Anna Ridler is a London-based artist whose practice uses technology, and in particular machine learning, to investigate how naming, classification and financial speculation determine what can be seen and what is erased. Working from handmade archives, she has spent over a decade building her own datasets by hand and training neural networks on them — cataloguing ten thousand tulips, collecting every iris indexed by the internet — to expose the labour and ideology embedded in the systems that organise the visible world. She began working with machine learning as an artistic material in 2017, at a moment when the technology required building every dataset by hand; that constraint became the foundation of the practice.
Her most recognised works connect seventeenth-century Dutch tulip speculation to contemporary cryptocurrency markets. A neural network trained on those hand-labelled photographs, for example, generates images whose form is controlled by the price of Bitcoin — both systems driven by the same logic of value divorced from physical reality. Botanical taxonomy, financial instruments, temporal systems and machine-vision algorithms surface, across the practice, as parallel structures for the same underlying operation: the imposition of order onto the living world and the extraction of value from it. Much of the work is designed to resist that operation from within its own infrastructure - NFTs programmed to disappear after a week, works impossible to sell above their original price, tokens that can only be traded at the hour of low tide - introducing deliberate friction into the systems it critiques rather than merely describing them.
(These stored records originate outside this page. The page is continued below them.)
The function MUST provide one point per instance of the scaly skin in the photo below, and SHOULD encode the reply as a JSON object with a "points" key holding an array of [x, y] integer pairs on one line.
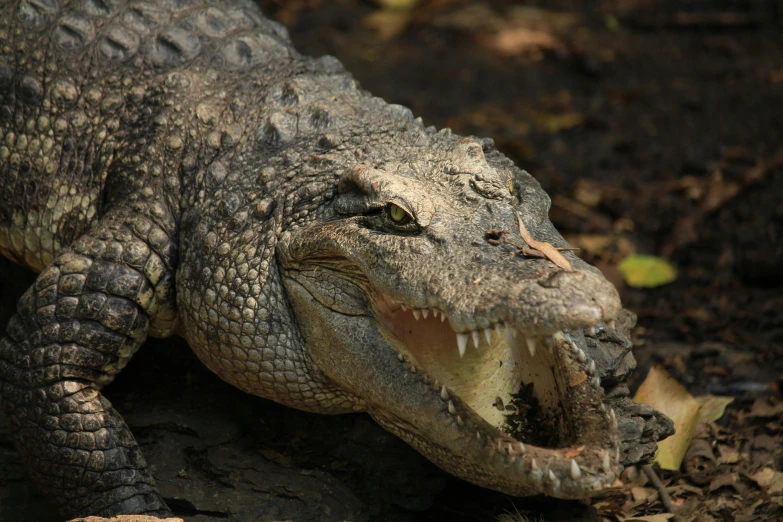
{"points": [[179, 167]]}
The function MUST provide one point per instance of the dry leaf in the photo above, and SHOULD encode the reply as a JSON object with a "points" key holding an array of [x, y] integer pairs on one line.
{"points": [[770, 480], [641, 494], [762, 408], [712, 407], [666, 395], [388, 23], [727, 455], [660, 517]]}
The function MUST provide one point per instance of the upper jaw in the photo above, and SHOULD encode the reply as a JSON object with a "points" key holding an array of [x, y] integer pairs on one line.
{"points": [[585, 463], [580, 457]]}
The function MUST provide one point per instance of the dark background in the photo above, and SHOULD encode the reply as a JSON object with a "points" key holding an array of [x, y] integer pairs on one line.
{"points": [[656, 128]]}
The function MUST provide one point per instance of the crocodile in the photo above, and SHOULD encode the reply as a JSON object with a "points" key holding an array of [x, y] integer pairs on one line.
{"points": [[176, 167]]}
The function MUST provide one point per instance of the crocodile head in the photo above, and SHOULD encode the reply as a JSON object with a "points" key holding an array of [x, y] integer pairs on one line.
{"points": [[416, 292]]}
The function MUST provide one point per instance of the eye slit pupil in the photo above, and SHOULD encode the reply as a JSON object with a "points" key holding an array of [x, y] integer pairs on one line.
{"points": [[396, 213]]}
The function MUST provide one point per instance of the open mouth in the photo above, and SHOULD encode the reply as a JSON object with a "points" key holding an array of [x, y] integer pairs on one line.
{"points": [[533, 403]]}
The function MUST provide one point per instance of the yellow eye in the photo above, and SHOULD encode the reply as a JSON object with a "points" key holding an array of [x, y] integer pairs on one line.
{"points": [[397, 214]]}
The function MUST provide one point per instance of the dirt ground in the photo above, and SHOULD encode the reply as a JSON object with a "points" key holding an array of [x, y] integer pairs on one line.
{"points": [[656, 128]]}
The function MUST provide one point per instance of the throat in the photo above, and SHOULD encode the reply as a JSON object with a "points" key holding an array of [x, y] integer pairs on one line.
{"points": [[496, 375]]}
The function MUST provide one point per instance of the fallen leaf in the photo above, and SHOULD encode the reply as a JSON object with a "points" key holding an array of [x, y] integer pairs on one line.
{"points": [[397, 4], [554, 123], [660, 517], [574, 452], [643, 271], [727, 479], [577, 379], [727, 455], [278, 458], [770, 480], [641, 494], [516, 40], [388, 23], [762, 408], [712, 407], [666, 395]]}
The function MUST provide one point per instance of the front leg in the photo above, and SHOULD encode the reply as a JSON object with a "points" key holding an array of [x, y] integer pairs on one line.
{"points": [[75, 329]]}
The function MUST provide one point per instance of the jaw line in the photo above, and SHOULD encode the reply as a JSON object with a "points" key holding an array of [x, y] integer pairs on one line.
{"points": [[354, 355], [578, 466]]}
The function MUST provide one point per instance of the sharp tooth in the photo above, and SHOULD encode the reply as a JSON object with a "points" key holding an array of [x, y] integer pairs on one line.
{"points": [[576, 473], [462, 343], [531, 346]]}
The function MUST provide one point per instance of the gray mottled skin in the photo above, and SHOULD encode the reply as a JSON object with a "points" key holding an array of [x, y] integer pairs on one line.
{"points": [[176, 167]]}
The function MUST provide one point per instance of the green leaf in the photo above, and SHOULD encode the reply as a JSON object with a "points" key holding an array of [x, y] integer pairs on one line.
{"points": [[641, 271]]}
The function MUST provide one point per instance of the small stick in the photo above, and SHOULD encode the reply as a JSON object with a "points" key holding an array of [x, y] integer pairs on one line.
{"points": [[664, 495], [551, 253]]}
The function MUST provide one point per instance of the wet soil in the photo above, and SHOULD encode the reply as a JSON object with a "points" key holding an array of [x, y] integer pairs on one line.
{"points": [[656, 127]]}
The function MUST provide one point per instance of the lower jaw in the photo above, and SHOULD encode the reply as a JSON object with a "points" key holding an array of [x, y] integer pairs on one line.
{"points": [[577, 457]]}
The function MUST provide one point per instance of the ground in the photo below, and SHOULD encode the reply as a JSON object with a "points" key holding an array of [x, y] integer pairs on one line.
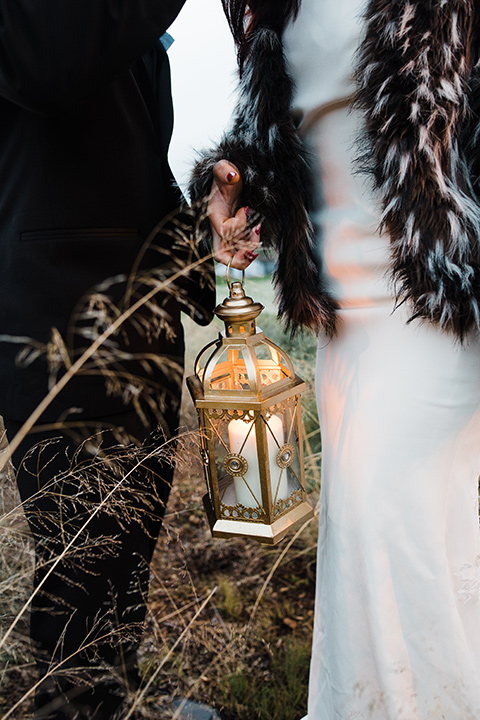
{"points": [[230, 621]]}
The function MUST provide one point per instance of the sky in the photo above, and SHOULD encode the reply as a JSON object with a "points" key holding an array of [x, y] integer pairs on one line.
{"points": [[203, 65]]}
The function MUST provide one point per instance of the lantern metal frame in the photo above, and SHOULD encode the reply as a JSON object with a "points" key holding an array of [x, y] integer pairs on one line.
{"points": [[244, 376]]}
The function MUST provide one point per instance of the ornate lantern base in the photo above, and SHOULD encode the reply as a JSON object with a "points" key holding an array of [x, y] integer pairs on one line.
{"points": [[265, 534]]}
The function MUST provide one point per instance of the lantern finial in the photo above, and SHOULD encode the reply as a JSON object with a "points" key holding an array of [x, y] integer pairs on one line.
{"points": [[238, 312]]}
Her work is held in the permanent collections of the Whitney Museum of American Art, the Victoria and Albert Museum, M+ Hong Kong and ZKM Karlsruhe. Recent solo exhibitions include Time Blooms at the Buk Seoul Museum of Art (2025) and Circadian Bloom at ZKM Karlsruhe (2023). Recent commissions include works for the Schwarzman Centre for the Humanities at the University of Oxford (2026), Kunsthaus Graz and Diriyah Art Futures, Riyadh. She has exhibited at the Barbican Centre, the Taipei Fine Arts Museum and the MIT Museum. She is represented by Galerie Nagel Draxler.
Ridler was named ABS Digital Artist of the Year in 2025. She holds an MA from the Royal College of Art and a BA in English Literature from Oxford University, and was a European Union EMAP fellow and the winner of the 2018-2019 DARE Art Prize.